Mais la crédibilité, au plan international, de notre enseignement vétérinaire, ne passe pas seulement par cette spécialisation à vocation professionnelle.

Il passe aussi par la mise en place de doctorats dans les écoles vétérinaires.

C'est désormais le dossier prioritaire : nos écoles vétérinaires doivent pouvoir délivrer le doctorat.
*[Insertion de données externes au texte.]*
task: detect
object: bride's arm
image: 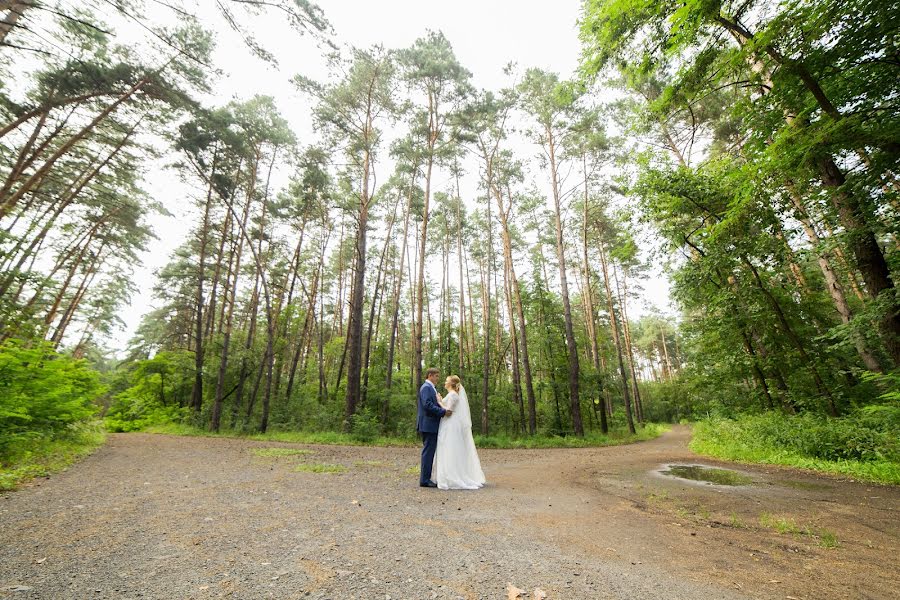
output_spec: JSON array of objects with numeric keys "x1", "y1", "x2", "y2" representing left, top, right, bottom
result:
[{"x1": 444, "y1": 392, "x2": 459, "y2": 412}]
J'ai demandé à mes services de tout mettre en oeuvre pour que nous puissions, dès l'an prochain, parvenir à l'habilitation de nos quatre écoles.

Le doctorat de troisième cycle doit être votre priorité.
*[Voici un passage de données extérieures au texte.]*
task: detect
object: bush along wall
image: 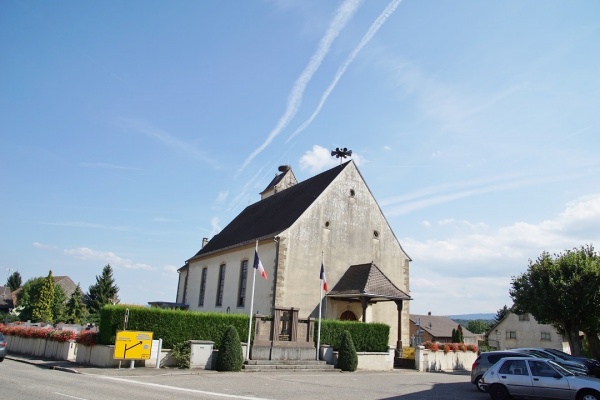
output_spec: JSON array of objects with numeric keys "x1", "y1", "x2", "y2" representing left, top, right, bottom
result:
[
  {"x1": 98, "y1": 305, "x2": 250, "y2": 349},
  {"x1": 316, "y1": 320, "x2": 390, "y2": 352}
]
Avec la réforme des études vétérinaires de 1994, avec la spécialisation, avec les doctorats, nous disposerons d'un enseignement vétérinaire de très haute qualité, reconnu comme tel en France, en Europe et dans le reste du monde et je vous rappelle l'ambition que j'avais fixée au début de l'année : celle de se voir reconnu dans le monde entier et notamment par l'administration américaine, de la même façon qu'Utrecht, aux Pays-Bas. C'est ce que nous devons viser et je suis persuadé que nous pouvons y arriver.

Nous devons nous en donner les moyens, et les écoles vétérinaires ne pourront pas y parvenir si elles sont isolées.

Elles doivent renforcer les liens avec leur environnement : entre elles, naturellement, et je crois que nous disposons aujourd'hui d'un bon réseau, mais aussi avec les centres de recherche et avec les autres grandes écoles du ministère de l'Agriculture. Comme je l'ai dit, les écoles vétérinaires sont aujourd'hui au coeur des enjeux de la filière agro-alimentaire et elles ont des liens naturels à tisser avec les écoles agronomiques ou agro-alimentaires.

Déjà, les coopérations sont nombreuses avec l'ENITIAA toute proche, mais je suis convaincu, comme je l'ai dit à l'ENITIAA et comme je le redirai tout à l'heure à Rennes, que l'avenir, c'est Agrena et la fédération des grandes écoles de l'Ouest qui en résultera.

En regroupant ces écoles, dans le respect de l'identité de chacune, en y associant étroitement les instituts de recherche, nous serons capables de mettre en place un ensemble d'enseignements visible au plan international, complet, puisqu'il touchera l'ensemble des disciplines des sciences du vivant et performant.

Bien entendu, cela n'empêchera nullement chaque école de tisser ses propres liens avec des homologues en France ou à l'étranger. C'est une bonne chose et je me réjouis du nombre et de la qualité des relations internationales qu'a nouées l'école vétérinaire, mais je suis sûr que dans ce domaine l'union fait la force, si chacun trouve son compte dans cette association.

Je vous encourage donc à participer pleinement à l'évolution d'Agréna, dont cette école peut et doit être un des piliers.

L'école vétérinaire de Nantes est une belle école que je suis fier d'avoir sous la tutelle de mon ministère. Une école jeune, moderne, mais qui a déjà atteint la maturité.

En moins de 20 ans, vous avez mis en place une école parfaitement intégrée dans son environnement local et professionnel, une école utile pour toute la filière agro-alimentaire de l'Ouest et pour tous nos concitoyens, une école où il fait bon vivre ; en un mot, une école d'avenir.

Cet avenir, c'est à vous de le construire. Soyez assurés du soutien permanent du ministère de l'Agriculture pour le construire avec vous.